It’s a frustration many parents know all too well: You’ve finally lulled your crying baby to sleep, so you lay him down in his crib… and the crying starts all over again. Science may have a trick for you.
Holding a crying baby for about five minutes and then sitting for at least another five to eight minutes can soothe and lull the baby to sleep long enough to allow a parent to put the child to bed without waking him upresearchers report on September 13 in current biology.
Some of those same researchers previously showed that holding a crying baby soothes the child and calms a fast heartbeat (Serial number: 04/18/13). For the new study, the team looked at what it takes for a crying baby to fall asleep and stay asleep.

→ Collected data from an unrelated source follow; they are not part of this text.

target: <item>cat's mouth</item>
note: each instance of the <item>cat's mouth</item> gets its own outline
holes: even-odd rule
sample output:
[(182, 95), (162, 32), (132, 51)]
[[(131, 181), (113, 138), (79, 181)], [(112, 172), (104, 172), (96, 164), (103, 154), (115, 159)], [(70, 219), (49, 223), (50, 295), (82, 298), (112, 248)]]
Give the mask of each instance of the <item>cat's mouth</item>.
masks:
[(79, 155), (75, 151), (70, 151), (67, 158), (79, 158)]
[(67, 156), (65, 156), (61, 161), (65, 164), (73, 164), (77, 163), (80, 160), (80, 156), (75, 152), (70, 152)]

The researchers placed heart rate monitors on 21 crying babies, ranging in age from newborn to 7 months old. The team also took videos of the babies, monitoring their moods as their mothers carried them around a room, sat them in their arms and put them to bed in a crib. That allowed the team to look at how the babies responded to different environments, whether they were crying, fussy, alert or sleepy, beat by beat.
“We test the physiology behind these things that tend to be common knowledge, even though why they work is not well understood,” says Gianluca Esposito, a developmental psychologist at the University of Trento in Italy.
The babies’ heart rates slowed and they stopped crying when their mothers picked them up and held them for five minutes. Some babies even fell asleep. But the researchers also noted that the babies tended to respond to their parents’ movement, whether they were fast asleep or not. For example, a baby’s heart rate sped up if one of the parents turned quickly while she was walking or trying to put the baby to bed.
Sitting seems to smooth the transition from walking to bed, the team observed. Babies cradled on mom’s lap for at least five minutes tended to have slower heart rates and remained asleep once they were placed in the crib. In contrast, the heart rates of six babies whose mothers sat with them for less than five minutes sped up once they went to bed and woke up soon after.
There’s a lot of research on the relationship between babies and mothers, “but I hadn’t seen any work showing that babies responded to mothers’ behaviors while they slept,” says Sarah Berger, a developmental psychologist at Staten Island College in New York. York, who was not part of the study.
Both Berger and Esposito caution that this method is not a magic wand for all babies. It doesn’t rule out sleepless nights, but it’s still something parents can try, Esposito says. And while this study was done with mothers, anyone a baby is comfortable with can do it. “Especially for very, very young children … as long as these caregivers are familiar with the child, it will work,” she says.